The Co-operative group has beefed up its management by recruiting the former finance director of Morrison’s and the chairman of Britain’s Nationalized Banks.
June 06, 2013: The Co-operative Group has made senior personnel changes in an attempt to stabilize its troubled bank following a credit downgrade and deep concerns on its capital levels. Richard Pennycook, widely regarded as a ‘turnaround specialist’ has been appointed as group finance director. He joins from Morrisons supermarket where he spent more than eight years in a similar role and revived its financial fortunes after its botched Safeway acquisition. The Conglomerate, whose activities range from food retail to funerals, has also appointed non-executive chairman for its financial services arm and banking operations. This unit would be headed by Richard Pym, the former chief executive of Alliance & Leicester. Pym, will replace Paul Flower who was in the position for more than 3 years. Mr.Pym is the current chairman of UK Asset Resolution, the government owned “bad-bank” also in troubled waters.
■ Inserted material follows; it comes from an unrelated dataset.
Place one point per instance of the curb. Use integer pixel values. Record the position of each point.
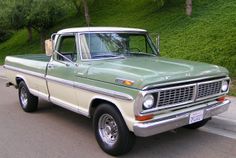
(222, 123)
(2, 73)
Richard Pym is a highly respected figure in the financial services industry and his appointment along with Niall Booker as chief executive means the bank is in safer hands.
The Co-operative Bank was recently forced to reassure its customers that it does not need a government bailout after being given a very low rating by credit rating agency Moody’s. Analysts at Barclay’s estimate, that the ‘capital hole’ would be as high as £ 1.8 billion. The bank has also stopped lending to its new corporate customers as it is seeking to revamp its finances. The Co-op’s financial arm has acknowledged its need to strengthen its capital position in light of the economic downturn and the pending introduction of enhanced regulatory requirements. In its endeavour to bolster the performance of the bank it has already appointed Niall Booker, a HSBC veteran to lead the stabilization effort as the new chief executive of the Co-operative bank. Mr. Pennycook and Mr. Pym are the latest signings by the food-to-funerals group. The Co-op had been under intense scrutiny since pulling out of the deal to buy more than 600 branches from Lloyd Banking Group. The downslide of the bank started in 2009 when it bailed out Brittania, which was Britain’s second biggest building society, resulting in its capital woes. It inherited the toxic commercial property and home loans which resulted in a loss of £ 662 million in 2012. The bank is also raising money through the sale of its life insurance and asset management businesses to Royal London, a mutually owned rival. Members of Royal London voted to authorize the £ 219 million deal earlier this week. As the bank is a member owned institution it cannot raise funds through issue of shares to boost its capital. The bank is also considering slashing the income paid to its junior debt holders. Mr.Pym said “We are clearly focused on actions to strengthen the bank’s balance sheet and resolving the current underlying issues. The British banking system is very concentrated, with a small number of institutions, and it is important that the co-op bank plays its full part in maintaining a competitive landscape for its customers”. Chairman of Co-op bank Len Wardle opined that the Manchester based group now possesses a “formidable” top team with “exceptional strategic, financial and operational expertise”.
The wider co-operative group was founded in 1863, has more than 6 million members and more than 100,000 employees.